Tyranny loved avant-garde music for its potential to extend “beyond the particular circumstances of both your life and the whole history of music.” As he explained in Sonic Transports: New Frontiers in Our Music, “To try as much as possible to circumvent Puritanism in the United States and elsewhere is the task.” His political intent is most prominently showcased on “Harvey Milk (Portrait),” a track from 1979 that features a speech from the openly gay San Francisco politician, soundtracked by Tyranny’s sparse electronic blips. The second half is voiceless—a stark depiction of Milk’s assassination the previous year. This simple change creates an uneasy atmosphere: a meditation on lost hope.
Music provided opportunities for Tyranny to open himself up to unfamiliar terrain, which was the primary goal of his collaborative work. One of the most striking examples appears in “On the Road to Blountstown (A True Story),” a song that was largely improvised when Tyranny and musician Leroy Jenkins had 10 minutes left during a 2001 set and no material left to play. In the introduction, Jenkins shares a story about being stopped by a sheriff and taken to jail. Next, Jenkins vocalizes atop his viola and Tyranny’s piano, both musicians in perfect dialogue. As Tyranny’s piano dances alongside the shrieking strings, he runs through multiple emotions to flesh out the story’s drama.

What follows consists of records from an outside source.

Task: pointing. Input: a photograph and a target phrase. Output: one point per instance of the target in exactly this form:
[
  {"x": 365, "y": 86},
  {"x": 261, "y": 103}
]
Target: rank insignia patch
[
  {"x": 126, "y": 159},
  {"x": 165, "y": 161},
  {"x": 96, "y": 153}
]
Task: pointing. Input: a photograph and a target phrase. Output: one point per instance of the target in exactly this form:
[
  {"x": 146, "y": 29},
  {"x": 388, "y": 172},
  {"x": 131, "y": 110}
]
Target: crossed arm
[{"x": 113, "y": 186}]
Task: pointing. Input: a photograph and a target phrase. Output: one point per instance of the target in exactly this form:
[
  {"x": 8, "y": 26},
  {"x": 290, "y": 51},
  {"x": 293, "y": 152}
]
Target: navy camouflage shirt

He could also find inspiration in more lighthearted fare. “How to Swing a Dog,” from 1984, is a boisterous improvisation that features playwright Roger Babb talking at lightning speed from the perspective of a dog; it’s one of the liveliest tracks on Degrees of Freedom Found, and it emanates classic early-’80s art-school humor. On 2019’s “The Forecaster Hopes,” the newest composition, a 1960s electronic analysis of natural, quotidian sounds becomes the source material for generating “quasi-random rhythms” for his string arrangement. The song is at once steady and erratic, defined by a hopeful aura: a musical embodiment of someone moving through life itself. As the final track on Degrees of Freedom Found, it serves as a capstone to this exhaustive overview of Tyranny’s career. It’s the sort of music that leaves you in awe: a reminder that music always did the same for him.